We have a requirement in which we have a custom login page which will call a java method and from java we we make a call to login .fcc with provided credentails .Everythin working fine as expected but when we enter the url of login.fcc directly from browser we can able to see the default login.fcc page which we don't want to have. So is there any configuration in policy server for web agent where we can restrict the access to login.fcc directly .

Hi Pradhap,

Could you please explain the reason why you are entering the login.fcc url directly in the browser?

Thanks,

Shankar

Shankar, we are trying this scenario as part of security breach. Hence we dont want to expose login.fcc by any way, such as to make our application more secure.

This is a growing concern in the field. Especially hackers targeting login.fcc and constantly battering it with credential combinations.

OOB we can access login.fcc directly on a browser and it would display the page.

*** Depending upon usecases.

• If SecureURLs in ACO parameter is enabled, then we cannot access login.fcc directly on browser. The WebAgent will give a HTTP 500 error on the user's browser. Only 302 redirects to login page which contain the encrypted SMQUERYDATA will trigger the login.fcc.
  • It may suffice Internet facing usecases.
  • But If you are using logic on Internet facing portals to POST to login.fcc; that may not work once SecureURLs are enabled. I have not tested this, but based on the changes SecureURLs does, I don't think once SecureURLs are enabled, one can POST creds to that FCC.

We are also looking at options to mask the FCC using external capabilities.

I am guessing this should work. Just replace the login.fcc with empty page.

If I am not mistaken the lastest webagent code just looks for the existence of the file during post and the content in it doesn’t really matter if you are not using it for GET requests.

what is that latest version of webagent ?

what happens if username,password,target pameters are directly sent to that empty login.fcc page in post call  ?

It works. check out : Tech Tip : CA Single Sign-On :: Web Agent::How to restrict user from using login.fcc directly 

Thanks Ujwol, it worked for us

The real world challenge / use case is masking login.fcc OR protecting login.fcc. Even with a blank login.fcc hackers are exploiting it by posting credential combinations. What is there to stop some one from bombarding Username / Password even to a blanked out login.fcc.

Restricting means disallowing / securing.

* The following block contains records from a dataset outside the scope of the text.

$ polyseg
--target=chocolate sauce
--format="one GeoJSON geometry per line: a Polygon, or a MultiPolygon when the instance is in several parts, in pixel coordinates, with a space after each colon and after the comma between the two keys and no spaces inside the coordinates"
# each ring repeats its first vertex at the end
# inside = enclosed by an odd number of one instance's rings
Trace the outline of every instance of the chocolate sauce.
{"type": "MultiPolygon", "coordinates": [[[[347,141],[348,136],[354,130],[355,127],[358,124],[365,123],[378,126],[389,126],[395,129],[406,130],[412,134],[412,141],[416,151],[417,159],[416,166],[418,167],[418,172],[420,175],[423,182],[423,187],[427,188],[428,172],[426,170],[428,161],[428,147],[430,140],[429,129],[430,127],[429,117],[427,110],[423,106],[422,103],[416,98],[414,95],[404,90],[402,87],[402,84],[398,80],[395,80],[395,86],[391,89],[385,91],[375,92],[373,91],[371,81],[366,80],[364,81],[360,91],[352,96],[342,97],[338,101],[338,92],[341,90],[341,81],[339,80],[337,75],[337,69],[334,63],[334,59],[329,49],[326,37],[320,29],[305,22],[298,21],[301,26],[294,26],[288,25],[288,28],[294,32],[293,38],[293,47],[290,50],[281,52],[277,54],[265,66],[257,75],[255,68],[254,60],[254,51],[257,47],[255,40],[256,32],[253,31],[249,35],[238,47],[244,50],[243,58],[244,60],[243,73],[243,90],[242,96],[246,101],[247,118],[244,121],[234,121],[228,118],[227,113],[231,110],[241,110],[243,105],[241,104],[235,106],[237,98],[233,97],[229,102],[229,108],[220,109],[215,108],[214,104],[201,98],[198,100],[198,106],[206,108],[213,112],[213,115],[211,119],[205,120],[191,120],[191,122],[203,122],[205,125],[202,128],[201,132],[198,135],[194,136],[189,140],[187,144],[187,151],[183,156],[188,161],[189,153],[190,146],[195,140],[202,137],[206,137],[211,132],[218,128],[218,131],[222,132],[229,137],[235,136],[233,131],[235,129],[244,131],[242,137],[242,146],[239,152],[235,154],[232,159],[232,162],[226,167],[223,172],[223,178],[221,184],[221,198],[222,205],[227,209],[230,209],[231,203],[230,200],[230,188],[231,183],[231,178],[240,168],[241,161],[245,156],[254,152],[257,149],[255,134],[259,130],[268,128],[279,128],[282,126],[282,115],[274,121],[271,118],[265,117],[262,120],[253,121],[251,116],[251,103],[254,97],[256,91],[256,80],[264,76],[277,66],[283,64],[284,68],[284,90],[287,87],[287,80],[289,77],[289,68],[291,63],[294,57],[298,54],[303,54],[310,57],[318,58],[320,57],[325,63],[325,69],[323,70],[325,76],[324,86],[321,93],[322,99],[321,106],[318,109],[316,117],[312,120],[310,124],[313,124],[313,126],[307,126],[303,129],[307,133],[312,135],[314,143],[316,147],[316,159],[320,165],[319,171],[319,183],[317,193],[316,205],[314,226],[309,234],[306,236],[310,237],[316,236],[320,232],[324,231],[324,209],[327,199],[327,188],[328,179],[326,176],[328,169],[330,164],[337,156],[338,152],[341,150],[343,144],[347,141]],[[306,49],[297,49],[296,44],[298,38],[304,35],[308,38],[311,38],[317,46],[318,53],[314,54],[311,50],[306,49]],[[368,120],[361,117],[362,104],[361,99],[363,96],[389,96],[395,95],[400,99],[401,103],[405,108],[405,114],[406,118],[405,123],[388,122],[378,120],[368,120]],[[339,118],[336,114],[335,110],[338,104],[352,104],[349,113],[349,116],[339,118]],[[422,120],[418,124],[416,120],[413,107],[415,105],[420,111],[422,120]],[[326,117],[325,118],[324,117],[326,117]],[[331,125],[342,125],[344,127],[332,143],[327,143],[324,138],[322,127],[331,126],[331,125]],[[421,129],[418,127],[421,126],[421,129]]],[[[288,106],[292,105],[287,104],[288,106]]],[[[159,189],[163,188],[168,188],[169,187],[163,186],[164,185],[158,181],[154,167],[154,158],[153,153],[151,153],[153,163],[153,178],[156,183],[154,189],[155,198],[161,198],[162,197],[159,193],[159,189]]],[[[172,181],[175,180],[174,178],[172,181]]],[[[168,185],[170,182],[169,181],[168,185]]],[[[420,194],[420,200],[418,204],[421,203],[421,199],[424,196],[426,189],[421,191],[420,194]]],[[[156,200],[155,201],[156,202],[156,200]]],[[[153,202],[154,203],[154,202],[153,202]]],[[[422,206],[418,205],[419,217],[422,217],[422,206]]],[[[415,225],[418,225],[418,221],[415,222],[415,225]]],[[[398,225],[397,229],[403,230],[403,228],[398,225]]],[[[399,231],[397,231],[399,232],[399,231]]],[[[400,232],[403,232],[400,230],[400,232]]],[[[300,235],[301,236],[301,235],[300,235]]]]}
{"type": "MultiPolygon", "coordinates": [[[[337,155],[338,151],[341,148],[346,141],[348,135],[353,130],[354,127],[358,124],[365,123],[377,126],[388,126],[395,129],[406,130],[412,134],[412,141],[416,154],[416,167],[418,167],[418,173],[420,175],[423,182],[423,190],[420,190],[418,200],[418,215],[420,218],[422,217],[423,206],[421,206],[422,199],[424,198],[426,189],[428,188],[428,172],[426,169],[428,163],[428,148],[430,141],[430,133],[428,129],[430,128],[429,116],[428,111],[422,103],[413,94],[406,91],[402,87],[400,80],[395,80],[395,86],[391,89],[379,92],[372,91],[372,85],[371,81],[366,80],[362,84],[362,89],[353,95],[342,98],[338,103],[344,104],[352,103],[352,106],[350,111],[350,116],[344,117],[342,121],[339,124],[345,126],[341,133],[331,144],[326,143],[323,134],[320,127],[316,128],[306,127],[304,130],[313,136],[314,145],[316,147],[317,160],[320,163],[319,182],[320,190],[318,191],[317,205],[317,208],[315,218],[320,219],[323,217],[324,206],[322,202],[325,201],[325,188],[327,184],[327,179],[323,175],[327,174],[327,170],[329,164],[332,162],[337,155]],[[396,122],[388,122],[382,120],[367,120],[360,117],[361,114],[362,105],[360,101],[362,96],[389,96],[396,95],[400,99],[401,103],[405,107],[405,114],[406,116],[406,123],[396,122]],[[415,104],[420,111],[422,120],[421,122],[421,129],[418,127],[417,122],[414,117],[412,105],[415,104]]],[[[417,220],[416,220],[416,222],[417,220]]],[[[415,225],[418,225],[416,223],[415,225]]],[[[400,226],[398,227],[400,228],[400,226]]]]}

SecureURLs to some extent does that job. I'll be spinning up a new thread in this regards.

Regards

Hubert

Even if you are able to secure login.fcc access completely, the hacker could still do the same to your custom login page.

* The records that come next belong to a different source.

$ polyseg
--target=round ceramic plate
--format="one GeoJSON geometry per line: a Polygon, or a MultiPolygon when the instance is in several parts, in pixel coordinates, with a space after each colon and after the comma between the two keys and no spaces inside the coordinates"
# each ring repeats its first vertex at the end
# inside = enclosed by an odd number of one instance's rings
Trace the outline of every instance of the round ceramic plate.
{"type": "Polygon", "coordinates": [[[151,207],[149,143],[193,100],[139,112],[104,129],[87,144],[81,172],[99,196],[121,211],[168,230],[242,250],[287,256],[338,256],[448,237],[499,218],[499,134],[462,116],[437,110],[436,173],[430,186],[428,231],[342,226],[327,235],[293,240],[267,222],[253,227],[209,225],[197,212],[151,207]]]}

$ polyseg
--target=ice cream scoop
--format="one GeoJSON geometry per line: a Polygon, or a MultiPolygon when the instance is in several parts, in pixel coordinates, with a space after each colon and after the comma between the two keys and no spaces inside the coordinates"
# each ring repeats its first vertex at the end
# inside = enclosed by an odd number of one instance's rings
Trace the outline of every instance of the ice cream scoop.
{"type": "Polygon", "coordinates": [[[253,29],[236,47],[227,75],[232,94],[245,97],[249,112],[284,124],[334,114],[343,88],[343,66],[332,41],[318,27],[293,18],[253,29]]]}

Brute force login attack could be prevented in other ways. Like implementing smretries for e.g or temporarily locking out the user.

If your concern is DDOS attacks , then they can be prevented at webserver level.

Sent from my iPhone

Hi Ujwol,

Can we do curl post request to our login.fcc ?
if yes, can you give some sample requests.

I tried with below
curl -d 'USER="UIDOFUSER"&PASSWORD="PASSWORDOFUSER"&target="PROTECTEDURLHTTPS"' FQDN/siteminderagent/forms/login.fcc" -k

But getting Internal Server 500 Error.

Please open a new thread for new question which is unrelated to original topic.